This page presents Sri Lanka's climate context for the current climatology, 1991-2020, derived from observed, historical data. Information should be used to build a strong understanding of current climate conditions in order to appreciate future climate scenarios and projected change. You can visualize data for the current climatology through spatial variation, the seasonal cycle, or as a time series. Analysis is available for both annual and seasonal data. Data presentation defaults to national-scale aggregation, however sub-national data aggregations can be accessed by clicking within a country, on a sub-national unit. Other historical climatologies can be selected from the Time Period dropdown list. Data for specific coordinates can be downloaded for in the Data Download page.
Observed, historical data is produced by the Climatic Research Unit (CRU) of University of East Anglia. Data is presented at a 0.5º x 0.5º (50km x 50km) resolution.

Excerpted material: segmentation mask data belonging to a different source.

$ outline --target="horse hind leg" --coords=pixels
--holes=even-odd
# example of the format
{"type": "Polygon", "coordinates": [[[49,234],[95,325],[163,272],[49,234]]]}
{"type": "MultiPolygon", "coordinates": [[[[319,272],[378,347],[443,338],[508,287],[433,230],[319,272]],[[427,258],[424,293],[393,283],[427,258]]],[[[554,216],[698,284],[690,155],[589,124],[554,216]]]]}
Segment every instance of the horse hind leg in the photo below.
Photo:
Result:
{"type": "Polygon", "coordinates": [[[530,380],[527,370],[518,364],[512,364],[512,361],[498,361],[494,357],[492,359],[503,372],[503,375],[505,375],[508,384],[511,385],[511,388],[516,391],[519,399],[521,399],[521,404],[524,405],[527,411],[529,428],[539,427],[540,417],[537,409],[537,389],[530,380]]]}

Sri Lanka has two main seasons, the Maha season associated with the northeast monsoon (September – March) and the Yala season associated with the southwest monsoon (May – August). With an average temperature of around 27 - 28°C, Sri Lanka is one of the hottest countries in the world. Sri Lanka’s commercial capital, Colombo, experiences average temperatures of 28 - 29°C and, like much of the rest of the country, has little monthly variation in temperature. Daily maximum temperatures average around 31°C all year round. The most important factor affecting temperature variations within Sri Lanka is altitude, with considerably low temperatures experienced in its south-central mountain ranges. Sri Lanka’s precipitation regime is divided into three zones: the wet zone, intermediate zone, and dry zone. The wet zone, found in the southwest, receives a mean annual rainfall of over 2,500 mm, with a strong contribution from the southwest monsoon. The dry zones, found in the south and northwest, receive less than 1,750 mm. The intermediate zones found in the eastern and central regions, receive between 1,750 mm and 2,500 mm, primarily from the northeast monsoon. Areas of the southwest slopes of the central hills are known to experience as much as 5,000 mm in a year and annual rainfall can vary by more than 1,000 – 2,000 mm over distances of less than 100 km. All regions receive steady rainfall during the inter-monsoon seasons.